A PACK file is a file containing compressed “objects”. In the Git context, these objects are commits, trees, blobs and tags. The advantage of the PACK format is that you can compress these objects together, while retaining the possibility of extracting them almost independently of the others: this is known as “random” access to these objects.
We therefore have the advantage of compression (the size of the PACK file is
comparable to a *.tar.gz
archive) and the benefit of extracting these objects
without necessarily inflating the previous ones.
The PACK file is a format used by Git that you can find in your Git repositories at “.git/objects/pack/”. This is what is transmitted when you clone a repository.
Carton is a small library for manipulating and generating PACK files produced by Git and/or tweaked by the user for another use (such as storing your mails). This library is independent of any scheduler (lwt, miou, etc.) and can easily be extended for other schedulers. However, support for lwt and miou is available.
As part of the larger OCaml email project, and as the current Git specification remains rather obscure, documentation on the format is also available.
The distribution offers several tools for manipulating a PACK file. Here are a few examples of how to use these tools.
$ git clone https://github.com/robur-coop/carton.git
$ cp carton/.git/objects/pack/pack-*.pack pack.pack
$ carton index pack.pack
$ carton verify pack.idx
17c2336bccb3b4fbd6eb430bf5fe1c4f1f8184e3 commit 12
6da5bd47b5a2ce2ca0620ce33d654318a2dac423 commit 277
20065a67b5497761ee1fb3ed91eb49fb9f6944f9 commit 484
7ec30cf371a6a7fe14502a34712ea91958737dbe commit 777
...
$ carton get pack.idx 17c2336bccb3b4fbd6eb430bf5fe1c4f1f8184e3
kind: a
length: 407 byte(s)
depth: 1
cache misses: 1
cache hits: 3
tree: 0000000c
00000000: 7472 6565 2030 3664 3033 3934 6235 3439 tree 06d0394b549
00000010: 3731 3535 3566 6238 3134 3933 6538 3633 71555fb81493e863
...
$ mkdir pack
$ carton explode "pack/%s/%s" new.pack > entries.pack
$ carton make --entries $(wc -l entries.pack) entries.pack new.pack
$ carton index new.pack
$ carton get new.idx 17c2336bccb3b4fbd6eb430bf5fe1c4f1f8184e3
...
These tools are actuallly not designed to be used in production, but any feedback (such as the discovery of bugs) is appreciated to improve them.

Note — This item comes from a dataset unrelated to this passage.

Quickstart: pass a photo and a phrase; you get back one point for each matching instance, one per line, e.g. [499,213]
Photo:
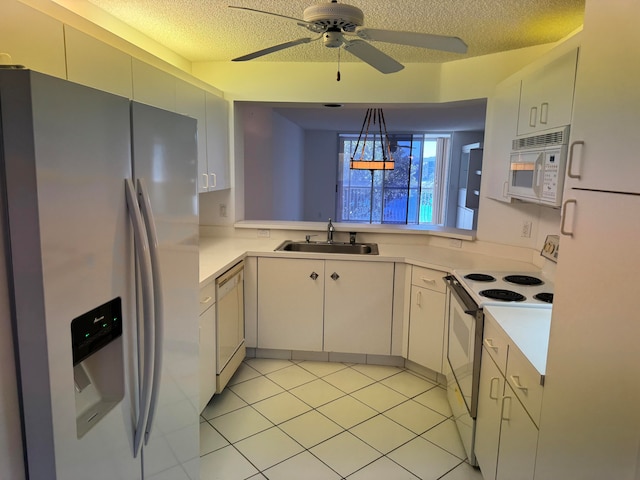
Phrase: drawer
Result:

These tools use Miou as a scheduler to take advantage of parallelism as early
as possible, especially when it comes to calculating and checking PACK files.

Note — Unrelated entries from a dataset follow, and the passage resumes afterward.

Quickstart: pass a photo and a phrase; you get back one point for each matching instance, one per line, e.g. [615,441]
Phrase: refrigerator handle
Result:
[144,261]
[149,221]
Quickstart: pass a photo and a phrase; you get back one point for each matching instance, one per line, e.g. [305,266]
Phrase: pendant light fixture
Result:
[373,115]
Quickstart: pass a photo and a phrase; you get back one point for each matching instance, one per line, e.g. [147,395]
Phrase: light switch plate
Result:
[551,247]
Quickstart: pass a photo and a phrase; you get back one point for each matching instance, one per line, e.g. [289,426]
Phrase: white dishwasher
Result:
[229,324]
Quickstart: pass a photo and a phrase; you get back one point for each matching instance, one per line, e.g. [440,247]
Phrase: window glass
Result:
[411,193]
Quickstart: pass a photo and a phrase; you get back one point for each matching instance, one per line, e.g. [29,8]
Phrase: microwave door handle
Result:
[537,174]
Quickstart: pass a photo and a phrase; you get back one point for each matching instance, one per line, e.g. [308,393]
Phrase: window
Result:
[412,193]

This is where the carton-miou-unix
package comes in. However, as mentioned
above, the core of Carton is independent of any scheduler. A derivation with
lwt is also available, but does not offer the tools shown above. carton-lwt
can, however, be used as a library to manipulate PACK files.

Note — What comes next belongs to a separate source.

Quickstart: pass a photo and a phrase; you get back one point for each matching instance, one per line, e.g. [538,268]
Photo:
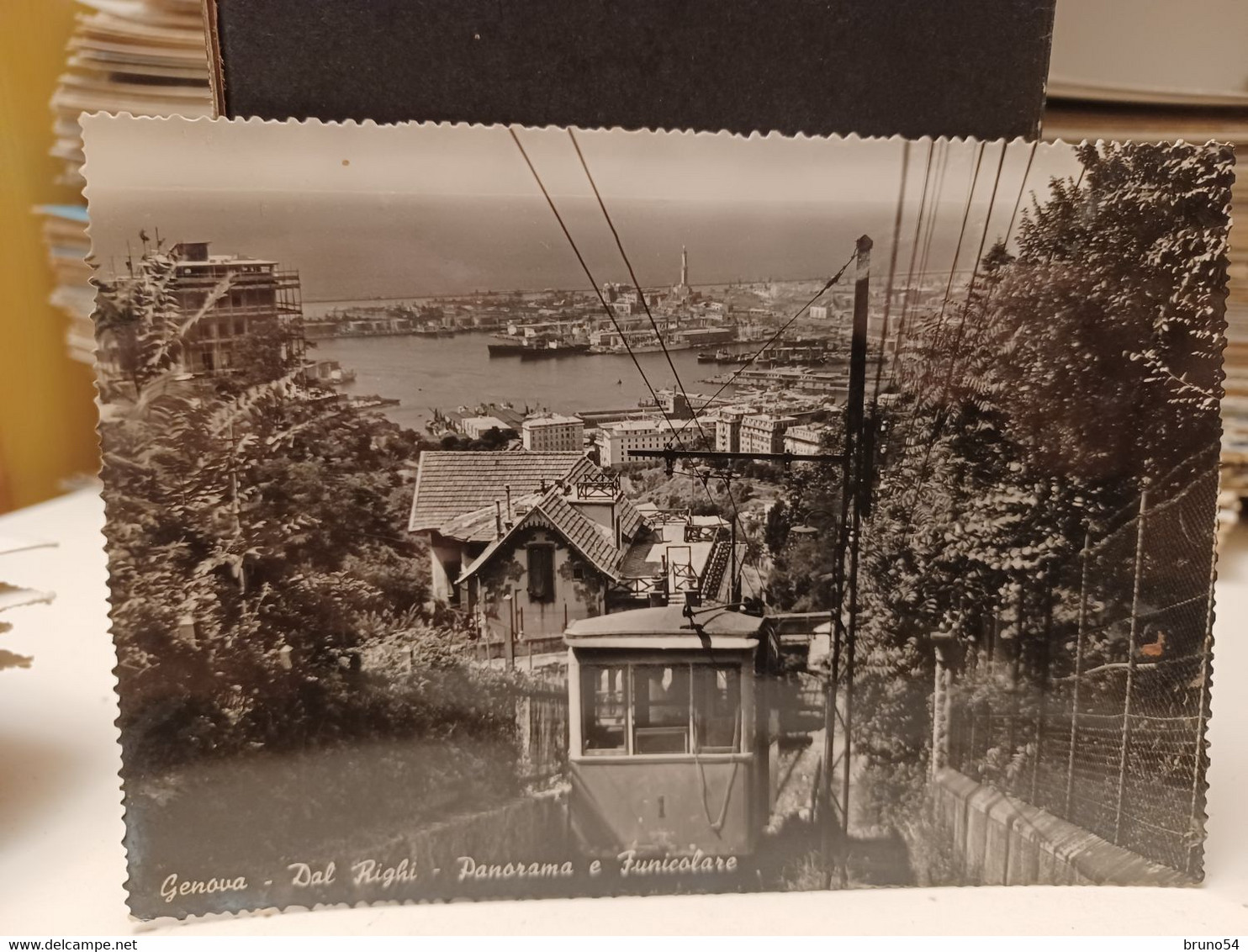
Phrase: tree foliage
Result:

We can currently compare Carton and Git, mainly on the verification of a PACK file which requires all the objects to be loaded (and patches applied). This is certainly the most expensive operation with the generation of a PACK file.
Furthermore, checking a large PACK file such as the one you can obtain by cloning ocaml/ocaml produces this result:
$ opam install carton-miou-unix
$ hyperfine "git verify-pack ..." "pack verify -q --threads 4 ..."
Benchmark 1: git verify-pack ...
Time (mean ± σ): 5.854 s ± 0.042 s [User: 21.721 s, System: 0.882 s]
Range (min … max): 5.780 s … 5.935 s 10 runs
Benchmark 2: carton.verify -q --threads 4 ...
Time (mean ± σ): 14.438 s ± 0.081 s [User: 35.073 s, System: 2.906 s]
Range (min … max): 14.297 s … 14.586 s 10 runs
Summary
git verify-pack ...
2.47 ± 0.02 times faster than carton.verify -q --threads 4 ...
As you can see, the pure OCaml implementation is 2 times slower than the C implementation. There are several reasons for this - the first is that most of the basic operations such as decompression are done in OCaml (and not in C). Other parameters such as GC can also be considered.
However, it's worth noting that Carton isn't that slow! What's more, even if it would be difficult to approach the performance of a C program, OCaml gives us certain guarantees such as typing and bound-checking.